For instance, games generally place the highest priority on
performance. However, an MMO server also
has a critical need for security, games that are intended to be expanded with
downloadable content (DLC) have a need for extensibility, and the
ever-increasing number of gaming devices demands portability. I simply wonder if the possibility exists of
establishing a set of core requirements that serve as a starting point for RE,
and can then be extended, overridden, and supplemented to satisfy the unique
needs of a new game product.
As I
consider how one might go about researching the topic of requirements reuse in
the domain of video games, I realize that there are a number of potential
challenges. First, we would need to
define scope boundaries to provide focus for the types of requirements we will
specify. Second, this specification
should be formed by experienced, professional game developers, preferable those
who have completed multiple products.
Third, the requirements statements would need to be used in several
projects so we have a valid sample size.
Fourth, we would need evaluation criteria for assessing the
effectiveness of the requirements after the project had completed.
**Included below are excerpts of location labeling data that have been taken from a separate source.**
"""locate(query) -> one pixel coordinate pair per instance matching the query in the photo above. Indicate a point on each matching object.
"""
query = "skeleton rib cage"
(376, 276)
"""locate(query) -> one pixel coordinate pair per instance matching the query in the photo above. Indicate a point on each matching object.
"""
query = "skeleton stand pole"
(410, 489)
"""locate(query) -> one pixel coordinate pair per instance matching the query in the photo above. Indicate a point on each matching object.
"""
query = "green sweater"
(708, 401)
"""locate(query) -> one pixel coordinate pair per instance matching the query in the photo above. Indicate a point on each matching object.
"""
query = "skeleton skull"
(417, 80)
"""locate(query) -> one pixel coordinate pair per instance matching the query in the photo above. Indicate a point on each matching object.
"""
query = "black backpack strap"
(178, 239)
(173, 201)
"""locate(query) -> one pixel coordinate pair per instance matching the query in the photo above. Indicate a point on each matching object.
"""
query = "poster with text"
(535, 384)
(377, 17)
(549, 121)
Finally, and most importantly, we would need
a few different game development groups who are willing and able to incorporate
our requirements statements, track the requirements accurately, and provide
detailed, honest feedback on the outcomes.
Only after
contemplating the content of these papers have I begun to feel genuine
excitement about requirements engineering.
From this point forward, I am now considering requirements engineering
research as a viable dissertation area.